Геодезического креста отсюда не было видно. Я пошел назад к кешской расселине. Моя надежда, что кое-где можно будет съезжать, как на салазках, не оправдалась; я делал такие попытки снова и снова, но снег был слишком вязкий. Я шел по его следу до конца снежного поля, но и на сланцевом щебне следы его тоже можно было еще узнать, и от скольжения, и другие, вдавленные как штемпеля, я видел, что у него первоклассные горные ботинки, лишь на лугу я потерял его след навсегда.
Больше ничего не было.
Вечером в Самадене, на поверке, я стал в задний ряд, но впустую; меня отправили в караул, и выпить пива не удалось, поспать тоже, у меня был адский солнечный ожог, жар. Хотя я постепенно пришел к убеждению, что человек с Кеша не был безобидным туристом, я никому ничего не рассказал.
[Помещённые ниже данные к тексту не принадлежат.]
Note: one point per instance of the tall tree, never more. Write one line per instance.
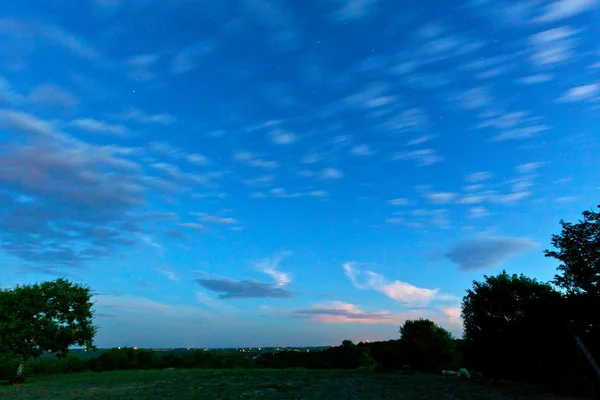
(509, 321)
(578, 250)
(49, 316)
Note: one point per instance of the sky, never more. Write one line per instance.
(227, 173)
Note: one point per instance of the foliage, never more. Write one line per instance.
(515, 327)
(578, 250)
(426, 346)
(48, 316)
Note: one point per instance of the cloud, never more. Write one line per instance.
(253, 160)
(73, 43)
(96, 126)
(536, 79)
(216, 219)
(331, 174)
(478, 212)
(520, 133)
(400, 291)
(471, 199)
(401, 201)
(168, 273)
(69, 202)
(561, 9)
(140, 66)
(137, 305)
(66, 201)
(529, 168)
(362, 150)
(337, 312)
(274, 16)
(270, 267)
(423, 157)
(481, 253)
(581, 93)
(282, 137)
(7, 94)
(243, 289)
(53, 96)
(474, 98)
(420, 140)
(552, 46)
(186, 59)
(441, 198)
(261, 181)
(141, 117)
(510, 198)
(354, 9)
(478, 177)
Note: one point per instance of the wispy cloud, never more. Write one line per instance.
(186, 60)
(102, 127)
(581, 93)
(282, 137)
(167, 272)
(354, 9)
(561, 9)
(242, 289)
(254, 160)
(552, 46)
(331, 174)
(51, 95)
(400, 291)
(362, 150)
(422, 157)
(270, 267)
(481, 253)
(441, 197)
(337, 312)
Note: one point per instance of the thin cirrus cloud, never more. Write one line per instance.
(581, 93)
(400, 291)
(337, 312)
(243, 289)
(482, 253)
(270, 267)
(561, 9)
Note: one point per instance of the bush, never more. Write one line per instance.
(427, 346)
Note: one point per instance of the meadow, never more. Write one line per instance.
(262, 384)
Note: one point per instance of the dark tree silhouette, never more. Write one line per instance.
(578, 250)
(48, 316)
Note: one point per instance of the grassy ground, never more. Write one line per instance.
(259, 384)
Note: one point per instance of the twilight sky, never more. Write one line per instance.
(277, 172)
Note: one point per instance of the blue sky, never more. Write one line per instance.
(269, 172)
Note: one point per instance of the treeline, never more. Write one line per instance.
(515, 328)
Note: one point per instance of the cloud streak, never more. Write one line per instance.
(481, 253)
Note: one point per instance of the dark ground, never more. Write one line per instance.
(261, 384)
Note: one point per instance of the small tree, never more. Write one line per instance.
(48, 316)
(578, 250)
(425, 345)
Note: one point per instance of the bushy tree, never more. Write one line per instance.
(426, 346)
(578, 250)
(49, 316)
(512, 324)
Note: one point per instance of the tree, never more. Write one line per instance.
(48, 316)
(578, 250)
(426, 346)
(512, 324)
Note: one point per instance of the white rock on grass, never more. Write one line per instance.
(464, 373)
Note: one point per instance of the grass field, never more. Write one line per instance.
(259, 384)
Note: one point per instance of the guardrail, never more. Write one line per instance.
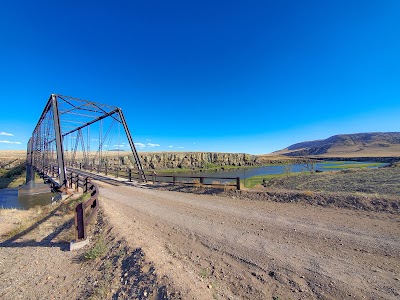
(196, 180)
(130, 174)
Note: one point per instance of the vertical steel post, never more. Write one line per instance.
(59, 143)
(142, 176)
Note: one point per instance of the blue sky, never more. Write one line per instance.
(227, 76)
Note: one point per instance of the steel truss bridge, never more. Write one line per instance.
(82, 136)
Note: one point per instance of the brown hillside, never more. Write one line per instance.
(376, 144)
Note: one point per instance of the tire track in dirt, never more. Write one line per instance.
(224, 247)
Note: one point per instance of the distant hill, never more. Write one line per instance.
(373, 144)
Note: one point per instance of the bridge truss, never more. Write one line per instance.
(76, 133)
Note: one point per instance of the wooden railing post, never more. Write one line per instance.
(76, 182)
(85, 184)
(80, 222)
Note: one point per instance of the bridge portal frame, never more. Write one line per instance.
(49, 132)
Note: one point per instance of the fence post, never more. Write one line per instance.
(85, 185)
(80, 222)
(77, 182)
(238, 183)
(70, 180)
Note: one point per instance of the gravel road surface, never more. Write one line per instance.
(214, 247)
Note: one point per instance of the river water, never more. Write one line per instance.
(243, 173)
(9, 199)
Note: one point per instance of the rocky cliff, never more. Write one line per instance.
(190, 160)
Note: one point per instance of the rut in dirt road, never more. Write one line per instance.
(212, 246)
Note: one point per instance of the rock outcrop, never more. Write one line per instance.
(191, 160)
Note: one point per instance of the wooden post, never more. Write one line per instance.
(80, 222)
(76, 182)
(85, 185)
(238, 183)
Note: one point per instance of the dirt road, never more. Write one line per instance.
(213, 247)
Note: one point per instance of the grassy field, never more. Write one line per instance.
(257, 181)
(382, 181)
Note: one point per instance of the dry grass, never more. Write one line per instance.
(381, 181)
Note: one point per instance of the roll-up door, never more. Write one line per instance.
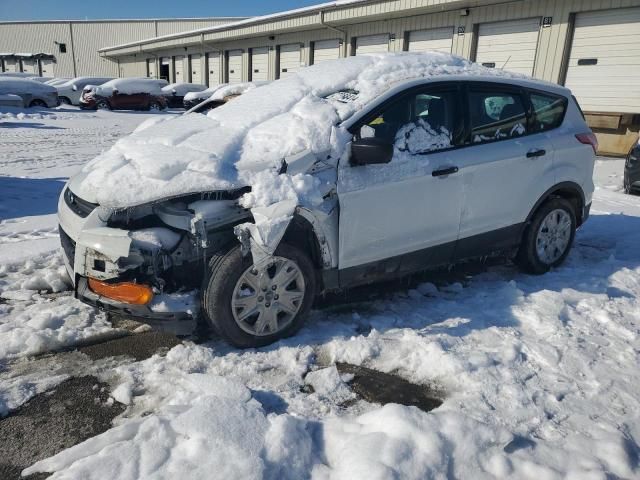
(213, 68)
(151, 68)
(289, 59)
(436, 39)
(234, 66)
(178, 62)
(47, 67)
(196, 68)
(260, 64)
(604, 63)
(372, 44)
(324, 50)
(509, 45)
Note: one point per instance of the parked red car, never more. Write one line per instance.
(125, 94)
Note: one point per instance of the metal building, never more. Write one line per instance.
(592, 46)
(70, 48)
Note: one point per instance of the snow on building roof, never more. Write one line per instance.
(255, 132)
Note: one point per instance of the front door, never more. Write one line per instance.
(508, 167)
(411, 205)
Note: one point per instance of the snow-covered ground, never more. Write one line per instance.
(539, 375)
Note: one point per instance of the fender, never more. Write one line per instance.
(562, 189)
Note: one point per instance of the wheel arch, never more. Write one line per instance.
(570, 191)
(305, 233)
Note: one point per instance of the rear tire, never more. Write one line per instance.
(280, 296)
(548, 238)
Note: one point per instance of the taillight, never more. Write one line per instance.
(588, 139)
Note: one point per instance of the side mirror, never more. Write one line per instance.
(370, 151)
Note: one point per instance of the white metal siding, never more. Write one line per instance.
(196, 68)
(260, 64)
(151, 68)
(509, 45)
(289, 59)
(234, 66)
(30, 65)
(324, 50)
(372, 44)
(436, 39)
(178, 62)
(612, 37)
(213, 68)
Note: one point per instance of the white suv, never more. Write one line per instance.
(406, 163)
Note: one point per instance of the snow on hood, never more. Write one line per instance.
(13, 85)
(181, 89)
(229, 146)
(130, 86)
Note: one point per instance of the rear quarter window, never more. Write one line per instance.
(548, 111)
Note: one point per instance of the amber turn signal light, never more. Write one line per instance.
(125, 292)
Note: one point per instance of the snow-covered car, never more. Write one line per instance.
(347, 173)
(11, 101)
(221, 93)
(33, 94)
(71, 90)
(175, 92)
(125, 94)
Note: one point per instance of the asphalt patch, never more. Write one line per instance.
(76, 410)
(139, 346)
(377, 387)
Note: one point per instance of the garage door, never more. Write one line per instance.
(289, 59)
(47, 67)
(234, 66)
(11, 65)
(151, 68)
(196, 68)
(437, 39)
(372, 44)
(509, 45)
(29, 65)
(213, 68)
(604, 63)
(260, 64)
(178, 63)
(324, 50)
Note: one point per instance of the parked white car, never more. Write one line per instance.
(33, 94)
(345, 173)
(71, 90)
(175, 92)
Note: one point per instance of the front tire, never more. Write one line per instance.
(252, 308)
(548, 238)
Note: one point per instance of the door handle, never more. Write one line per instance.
(536, 152)
(444, 171)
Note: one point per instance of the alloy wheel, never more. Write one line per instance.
(554, 236)
(265, 301)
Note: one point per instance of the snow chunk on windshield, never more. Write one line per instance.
(256, 131)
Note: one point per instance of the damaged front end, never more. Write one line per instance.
(112, 256)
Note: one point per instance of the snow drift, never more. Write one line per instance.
(255, 132)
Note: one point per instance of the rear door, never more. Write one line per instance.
(410, 205)
(507, 167)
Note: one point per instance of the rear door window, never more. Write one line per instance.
(496, 115)
(548, 109)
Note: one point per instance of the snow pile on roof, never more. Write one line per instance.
(129, 86)
(181, 89)
(10, 85)
(254, 132)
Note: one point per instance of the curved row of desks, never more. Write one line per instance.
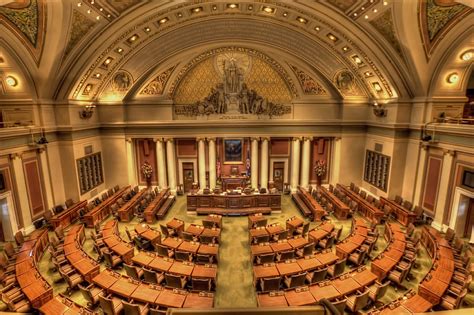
(344, 285)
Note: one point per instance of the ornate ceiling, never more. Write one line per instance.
(79, 48)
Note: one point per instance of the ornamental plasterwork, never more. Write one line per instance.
(157, 86)
(384, 25)
(436, 18)
(346, 83)
(26, 19)
(308, 84)
(80, 25)
(234, 94)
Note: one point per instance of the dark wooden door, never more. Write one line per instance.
(470, 219)
(188, 176)
(278, 173)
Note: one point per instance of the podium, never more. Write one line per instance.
(232, 182)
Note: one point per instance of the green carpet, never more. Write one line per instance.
(235, 280)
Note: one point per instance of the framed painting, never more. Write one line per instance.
(233, 151)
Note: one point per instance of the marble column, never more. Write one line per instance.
(212, 163)
(171, 163)
(254, 163)
(305, 162)
(131, 170)
(295, 163)
(202, 162)
(336, 161)
(264, 163)
(22, 193)
(419, 175)
(47, 178)
(443, 190)
(160, 162)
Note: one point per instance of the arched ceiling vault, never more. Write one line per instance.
(310, 37)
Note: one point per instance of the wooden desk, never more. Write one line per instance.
(199, 300)
(102, 211)
(288, 268)
(171, 298)
(320, 292)
(271, 300)
(341, 210)
(263, 271)
(68, 216)
(152, 209)
(404, 216)
(299, 298)
(146, 293)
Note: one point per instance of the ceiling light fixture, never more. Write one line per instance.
(467, 55)
(453, 78)
(11, 81)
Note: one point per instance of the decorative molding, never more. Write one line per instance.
(157, 85)
(308, 84)
(27, 21)
(436, 18)
(385, 26)
(80, 26)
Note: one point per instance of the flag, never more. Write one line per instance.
(248, 161)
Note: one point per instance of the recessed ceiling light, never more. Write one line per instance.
(453, 78)
(11, 81)
(377, 87)
(467, 55)
(302, 20)
(332, 37)
(268, 10)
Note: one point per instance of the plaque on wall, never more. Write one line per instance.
(89, 171)
(376, 171)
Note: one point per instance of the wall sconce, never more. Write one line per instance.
(378, 110)
(86, 112)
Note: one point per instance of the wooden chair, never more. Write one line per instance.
(377, 290)
(91, 294)
(110, 305)
(72, 279)
(164, 251)
(175, 281)
(152, 276)
(131, 308)
(270, 284)
(307, 250)
(357, 301)
(296, 280)
(317, 275)
(202, 259)
(199, 284)
(183, 256)
(338, 268)
(261, 239)
(133, 272)
(398, 199)
(340, 305)
(265, 258)
(111, 260)
(451, 300)
(302, 230)
(285, 255)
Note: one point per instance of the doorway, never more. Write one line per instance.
(8, 222)
(188, 176)
(278, 175)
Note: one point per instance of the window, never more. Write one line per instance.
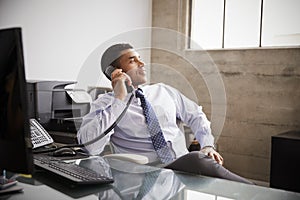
(244, 23)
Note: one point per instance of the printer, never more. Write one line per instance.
(57, 106)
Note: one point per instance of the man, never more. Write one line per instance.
(124, 67)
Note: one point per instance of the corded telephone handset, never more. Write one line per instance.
(39, 136)
(109, 70)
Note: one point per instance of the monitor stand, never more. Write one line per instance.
(8, 185)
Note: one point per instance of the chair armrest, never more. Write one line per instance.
(139, 159)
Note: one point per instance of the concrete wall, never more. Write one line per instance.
(262, 88)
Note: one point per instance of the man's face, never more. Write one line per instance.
(132, 65)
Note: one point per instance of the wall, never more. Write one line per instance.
(261, 86)
(60, 37)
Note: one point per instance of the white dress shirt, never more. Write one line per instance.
(131, 134)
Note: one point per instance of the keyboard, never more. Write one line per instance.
(69, 170)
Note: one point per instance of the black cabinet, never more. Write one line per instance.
(285, 161)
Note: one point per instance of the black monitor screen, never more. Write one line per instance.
(15, 143)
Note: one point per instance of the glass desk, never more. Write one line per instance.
(133, 181)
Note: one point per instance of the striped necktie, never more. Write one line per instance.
(156, 135)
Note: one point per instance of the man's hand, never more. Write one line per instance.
(119, 79)
(211, 152)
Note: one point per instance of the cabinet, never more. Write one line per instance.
(285, 161)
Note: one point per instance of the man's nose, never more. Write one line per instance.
(140, 63)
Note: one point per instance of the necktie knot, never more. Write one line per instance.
(156, 135)
(139, 93)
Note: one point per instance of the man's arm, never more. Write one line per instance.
(192, 115)
(104, 111)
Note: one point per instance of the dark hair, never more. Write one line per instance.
(111, 56)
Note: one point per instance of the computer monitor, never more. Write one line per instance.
(15, 141)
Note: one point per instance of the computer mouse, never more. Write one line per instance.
(64, 152)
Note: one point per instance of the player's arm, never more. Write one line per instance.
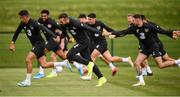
(123, 33)
(169, 33)
(15, 36)
(86, 27)
(62, 43)
(107, 28)
(43, 28)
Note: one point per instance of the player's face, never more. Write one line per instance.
(138, 22)
(24, 19)
(44, 16)
(91, 20)
(83, 20)
(63, 21)
(130, 20)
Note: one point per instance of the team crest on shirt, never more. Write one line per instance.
(96, 34)
(31, 27)
(98, 27)
(49, 25)
(73, 32)
(137, 30)
(146, 30)
(74, 28)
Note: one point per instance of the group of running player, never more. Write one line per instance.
(91, 43)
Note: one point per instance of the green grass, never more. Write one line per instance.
(113, 12)
(164, 83)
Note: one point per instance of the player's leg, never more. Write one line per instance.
(53, 72)
(103, 59)
(29, 60)
(102, 80)
(166, 57)
(95, 53)
(167, 62)
(140, 58)
(108, 56)
(72, 56)
(163, 64)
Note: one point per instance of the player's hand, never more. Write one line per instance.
(105, 33)
(71, 40)
(12, 47)
(57, 39)
(112, 36)
(176, 34)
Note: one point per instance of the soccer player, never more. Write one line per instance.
(32, 29)
(147, 35)
(146, 70)
(51, 45)
(78, 31)
(101, 44)
(84, 19)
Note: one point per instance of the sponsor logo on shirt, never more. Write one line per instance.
(49, 25)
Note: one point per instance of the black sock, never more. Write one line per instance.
(97, 71)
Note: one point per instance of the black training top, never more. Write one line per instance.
(97, 37)
(147, 34)
(32, 30)
(79, 30)
(53, 26)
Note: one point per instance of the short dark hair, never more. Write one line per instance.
(92, 15)
(63, 15)
(130, 15)
(45, 11)
(143, 17)
(82, 15)
(23, 13)
(139, 16)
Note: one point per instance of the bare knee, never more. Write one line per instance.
(160, 65)
(136, 63)
(28, 60)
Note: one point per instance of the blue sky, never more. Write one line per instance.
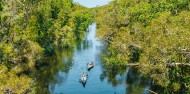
(92, 3)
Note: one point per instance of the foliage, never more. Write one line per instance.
(31, 30)
(152, 34)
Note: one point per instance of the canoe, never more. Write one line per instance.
(83, 78)
(90, 65)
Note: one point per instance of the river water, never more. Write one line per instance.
(64, 78)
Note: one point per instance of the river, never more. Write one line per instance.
(64, 77)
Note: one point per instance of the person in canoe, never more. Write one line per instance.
(90, 65)
(83, 78)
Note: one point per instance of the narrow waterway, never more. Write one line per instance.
(67, 79)
(65, 76)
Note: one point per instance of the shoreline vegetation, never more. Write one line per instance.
(152, 36)
(30, 32)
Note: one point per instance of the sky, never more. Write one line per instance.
(92, 3)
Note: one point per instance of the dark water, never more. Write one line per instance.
(65, 80)
(63, 75)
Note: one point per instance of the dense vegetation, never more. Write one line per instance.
(152, 35)
(31, 30)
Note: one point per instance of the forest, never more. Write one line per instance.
(153, 36)
(30, 31)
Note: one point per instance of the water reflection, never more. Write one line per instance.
(64, 72)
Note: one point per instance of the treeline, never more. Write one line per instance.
(30, 30)
(150, 34)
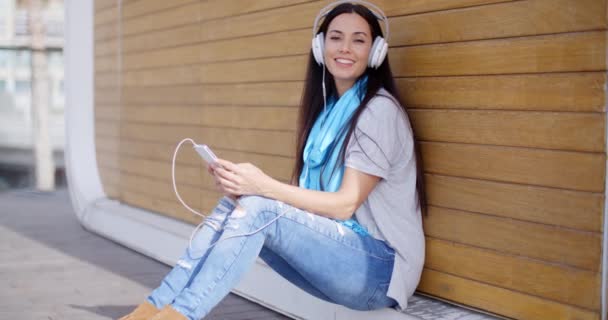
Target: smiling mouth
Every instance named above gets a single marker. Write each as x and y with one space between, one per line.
345 62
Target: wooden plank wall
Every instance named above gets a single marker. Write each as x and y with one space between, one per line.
507 97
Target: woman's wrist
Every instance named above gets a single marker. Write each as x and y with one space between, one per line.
269 189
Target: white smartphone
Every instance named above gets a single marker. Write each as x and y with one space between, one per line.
205 152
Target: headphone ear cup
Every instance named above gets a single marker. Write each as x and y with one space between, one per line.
382 51
318 48
377 52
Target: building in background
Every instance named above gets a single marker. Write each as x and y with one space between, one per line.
16 123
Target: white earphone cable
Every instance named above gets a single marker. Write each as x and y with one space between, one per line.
202 215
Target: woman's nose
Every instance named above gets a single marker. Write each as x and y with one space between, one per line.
345 46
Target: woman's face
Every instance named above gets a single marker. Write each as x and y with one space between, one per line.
347 45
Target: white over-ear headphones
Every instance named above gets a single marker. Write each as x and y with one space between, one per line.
379 47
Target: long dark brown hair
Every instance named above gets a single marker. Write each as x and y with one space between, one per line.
312 97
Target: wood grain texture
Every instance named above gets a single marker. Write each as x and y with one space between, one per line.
276 142
571 209
567 170
548 243
162 39
584 51
582 91
500 20
545 130
139 8
502 301
553 282
175 56
173 17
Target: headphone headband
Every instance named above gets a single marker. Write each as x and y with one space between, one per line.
378 13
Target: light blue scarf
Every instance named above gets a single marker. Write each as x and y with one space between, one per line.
325 141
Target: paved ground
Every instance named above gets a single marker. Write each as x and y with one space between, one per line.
51 268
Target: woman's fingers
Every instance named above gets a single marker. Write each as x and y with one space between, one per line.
228 185
227 165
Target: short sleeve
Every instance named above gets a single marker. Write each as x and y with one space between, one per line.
378 137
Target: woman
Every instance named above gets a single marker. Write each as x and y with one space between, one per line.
350 231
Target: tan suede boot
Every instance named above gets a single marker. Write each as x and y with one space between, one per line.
143 312
168 313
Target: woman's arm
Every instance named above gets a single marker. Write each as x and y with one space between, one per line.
246 179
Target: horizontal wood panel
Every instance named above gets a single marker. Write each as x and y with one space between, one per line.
107 128
108 160
164 19
213 9
182 75
106 31
549 130
180 95
542 92
138 8
107 96
107 63
583 51
284 43
176 56
101 5
548 243
498 21
262 94
274 69
107 144
171 114
189 176
567 285
173 37
107 80
106 16
244 94
277 167
267 21
568 170
160 151
275 142
554 53
107 113
162 189
572 209
396 8
109 175
483 22
161 133
269 118
107 47
163 207
502 301
112 191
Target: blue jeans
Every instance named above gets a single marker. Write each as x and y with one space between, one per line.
315 253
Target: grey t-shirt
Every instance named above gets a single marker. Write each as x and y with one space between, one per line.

Пост мой был на деревенской площади, так что ничего другого мне не оставалось, как смотреть, держа на плече карабин, смотреть, не покажется ли зеленая фетровая шляпа на деревенской площади. Моя беллетристическая надежда, конечно, не сбылась. Я караулил попусту, делая десять шагов в одну сторону, десять в другую. Тогда, в 1942-м, туристов, собственно, вообще не было. Я бы узнал его, но он-то как раз и не проходил через Самаден…
Значит, покончим с этим!
С чем?
В последующие годы, как известно, произошло многое. На самом деле. Я никогда больше об этом не думал, не было времени на пустяки, видит Бог, а уж тем более на химеры, на выдуманные убийства, когда, как я вскоре узнал, каждый день хватало других. Итак, я никогда больше не думал об этом и никому не рассказывал о том лазоревом воскресенье на пике Кеш. И на пик Кеш я никогда больше не ходил. Тем не менее, как оказалось потом, я этого не забыл, хотя многое, что я действительно сделал, забыл действительно. Это любопытно. Похоже, что легче всего выпадает у нас из памяти действительно сделанное; только мир, поскольку он ничего ведь не знает о не сделанном мною, предпочитает вспоминать мои дела, которые, в сущности, наводят на меня только скуку. Соблазн раздуть несколько своих поступков в сторону добра или зла идет от этой скуки. Не могу больше слышать, что я сделал то-то и то-то, к своему позору или к своей чести. Лишь как незабываемое будущее, даже если я переношу его в прошлое в виде вымысла, в виде химеры, моя жизнь не наводит на меня скуку – в виде химеры: столкни я этого человека на Кеше за снежный надув…
Я этого не сделал.
Казнить меня не станут.
Значит, покончим с этим!
Лишь много позднее, читая как-то газету, я вдруг снова подумал об этом. Я прочел среди прочего, что близ Клостерса, Граубюнден, немцы собирались устроить концентрационный лагерь; планы были готовы, и можно предположить, что такие планы были составлены не без основательного изучения местности. Кто разведывал местность близ Клостерса? Может быть, тот человек, который в то воскресенье сорок второго совершил также экскурсию на пик Кеш, чтобы полюбоваться видом, и которого я не столкнул за снежный надув…
Я этого не знаю.
Я никогда не узнаю, кто он был.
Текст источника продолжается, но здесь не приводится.